Robust rollingupdate and rollback #1353

Closed
bgrant0607 opened this Issue Sep 18, 2014 · 37 comments

Projects

None yet
@bgrant0607
Member

In, PR #1325 we agreed rollingupdate should be factored out of kubecfg in the kubecfg overhaul.

#492 (comment) and PR #1007 discussed alternative approaches to rollingupdate.

What I'd recommend is that we implement a new rollingupdate library and a corresponding command-line wrapper. The library may be invoked by more general libraries/tools in the future.

The rolling update approach that should be used is that of creating a new replication controller with 1 replica, resizing the new (+1) and old (-1) controllers one by one, and then deleting the old controller once it reaches 0 replicas. Unlike the current approach, this predictably updates the set of pods regardless of unexpected failures.

The two replication controllers would need at least one differentiating label, which could use the image tag of the primary container of the pod, which is typically what motivates rolling updates.

It should be possible to apply the operation to services containing multiple release tracks, such as daily and weekly or canary and stable, by apply it to each track individually.

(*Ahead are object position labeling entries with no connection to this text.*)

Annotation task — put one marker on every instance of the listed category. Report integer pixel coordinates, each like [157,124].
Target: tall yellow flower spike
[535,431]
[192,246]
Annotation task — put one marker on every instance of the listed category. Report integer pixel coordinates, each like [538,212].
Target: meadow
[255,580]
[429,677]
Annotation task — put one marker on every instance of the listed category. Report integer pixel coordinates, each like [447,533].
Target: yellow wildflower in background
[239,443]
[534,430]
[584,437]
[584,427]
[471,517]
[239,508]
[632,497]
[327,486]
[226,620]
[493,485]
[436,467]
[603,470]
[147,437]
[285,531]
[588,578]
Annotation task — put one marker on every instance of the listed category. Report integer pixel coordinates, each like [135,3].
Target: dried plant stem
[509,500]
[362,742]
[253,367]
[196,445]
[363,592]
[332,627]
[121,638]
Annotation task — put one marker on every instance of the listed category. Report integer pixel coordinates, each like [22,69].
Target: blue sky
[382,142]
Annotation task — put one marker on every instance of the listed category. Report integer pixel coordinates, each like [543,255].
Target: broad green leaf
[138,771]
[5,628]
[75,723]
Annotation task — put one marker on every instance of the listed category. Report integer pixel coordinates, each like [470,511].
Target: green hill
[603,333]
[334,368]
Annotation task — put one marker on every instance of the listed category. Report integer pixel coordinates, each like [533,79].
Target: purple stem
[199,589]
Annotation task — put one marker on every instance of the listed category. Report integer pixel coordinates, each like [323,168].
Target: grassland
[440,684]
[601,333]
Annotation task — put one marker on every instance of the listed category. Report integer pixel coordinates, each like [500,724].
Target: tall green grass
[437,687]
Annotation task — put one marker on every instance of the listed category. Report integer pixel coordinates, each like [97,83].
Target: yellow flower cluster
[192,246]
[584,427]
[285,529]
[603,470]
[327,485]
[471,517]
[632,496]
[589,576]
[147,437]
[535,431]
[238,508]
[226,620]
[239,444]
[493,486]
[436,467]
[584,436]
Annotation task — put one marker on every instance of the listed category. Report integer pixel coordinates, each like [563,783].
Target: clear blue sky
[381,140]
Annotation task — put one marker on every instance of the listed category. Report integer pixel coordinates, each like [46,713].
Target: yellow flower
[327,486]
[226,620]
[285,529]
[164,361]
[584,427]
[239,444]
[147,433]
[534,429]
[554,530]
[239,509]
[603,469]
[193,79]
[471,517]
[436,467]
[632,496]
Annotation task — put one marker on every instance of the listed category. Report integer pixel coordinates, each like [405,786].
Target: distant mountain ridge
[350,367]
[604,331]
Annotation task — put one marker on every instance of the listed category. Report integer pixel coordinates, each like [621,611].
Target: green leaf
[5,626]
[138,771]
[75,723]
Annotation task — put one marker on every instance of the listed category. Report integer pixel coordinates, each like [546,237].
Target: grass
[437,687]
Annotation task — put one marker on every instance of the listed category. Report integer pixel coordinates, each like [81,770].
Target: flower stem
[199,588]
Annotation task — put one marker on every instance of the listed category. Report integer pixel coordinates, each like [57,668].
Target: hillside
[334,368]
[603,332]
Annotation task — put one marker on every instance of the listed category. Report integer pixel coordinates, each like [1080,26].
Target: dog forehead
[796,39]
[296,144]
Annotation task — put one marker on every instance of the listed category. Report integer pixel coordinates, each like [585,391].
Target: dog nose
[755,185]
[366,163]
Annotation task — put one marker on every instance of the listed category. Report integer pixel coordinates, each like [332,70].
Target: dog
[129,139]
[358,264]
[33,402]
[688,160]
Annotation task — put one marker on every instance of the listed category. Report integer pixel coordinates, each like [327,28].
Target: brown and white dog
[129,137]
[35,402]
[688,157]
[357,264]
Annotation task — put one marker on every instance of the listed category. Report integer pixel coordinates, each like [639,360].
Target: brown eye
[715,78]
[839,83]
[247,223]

@bgrant0607 bgrant0607 added the config label Sep 19, 2014
@bgrant0607 bgrant0607 added this to the v1.0 milestone Oct 4, 2014
@alex-mohr
Member

The approach described above would seem to work for stateless services and/or blue-green deployments, but I'm not sure how it would work for something like e.g. a redis master where the pod itself has storage it cares about.

Are stateful pods a use case we want to support? If so, they would seem to require some form of in-place update?

@KyleAMathews
Contributor

I'd say yes with some sort of hook system to let people write custom migration scripts to support the transition say to the new Redis master.

@bgrant0607
Member

@alex-mohr See #598 and #1515. You could also put the data into a PD.

@stp-ip
Member
stp-ip commented Nov 21, 2014

The thing is we have to start somewhere and I would say we should start with a rolling update mechanism for stateless services only.

Statefull services have a lot of different needs. I would try to avoid making k8s into a workflow integrating system. The question is. Would it be possible to let containers handle it themselves? On a shutdown lock and flush database. On restart unlock database etc. It could be handled on a per container basis, but makes them a lot more complex.
Another idea, which only works for migrations in my opinion would be to spin up an intermediate pod.

database example:
-> let the container lock and flush database
-> start intermediate container to migrate database
-> remove intermediate container when finished (exit themself)
-> start new pod one container at a time
-> remove old pod one container at a time

This would be the easiest example to start with. I agree there are other ways to remove the complexity from the containers themselves. This could be being able to execute a script on each old container via docker exec for example, which basically kills them when the script was executed. Either when all are killed the migration script could get in (downtime...) or the new containers could already be spawned.

@KyleAMathews
Contributor

@bgrant0607 looks like we'd need a pre-prestop though as SIGTERM is still sent to the container :)

@bgrant0607
Member

Copying the detailed design of rolling update from #3061:

Requirements, principles, assumptions, etc.:

  • As a matter of principle, any functionality available in kubectl should be available by library call and declaratively, as well as by command.
  • Rolling update should not mix configuration generation and orchestration of the update.
  • It needs to handle arbitrary (e.g., multi-container) pods.
  • Durable data objects are assumed to have independent lifetimes of the pods themselves.
  • If the client fails or is killed in the middle of the rolling update, there needs to be a reasonable way to recover and complete or rollback the rollout.
  • Users should be able to specify the update rate on the command line, especially given that we don't yet check pod health or readiness. If it just blazes through the pods, it might as well not be a rolling update.

Proposed syntax:

kubectl rollingupdate <old-controller-name>  -f <new-replication-controller.json>

If the number of replicas specified in the new template were unspecified, I think it would default to 0 after parsing. Behavior in this case would be that we gradually increase it to the replica count of the original. We could also allow the user to specify a new size, which would do a rolling update for min(old,new) and then delete or add the remaining replicas.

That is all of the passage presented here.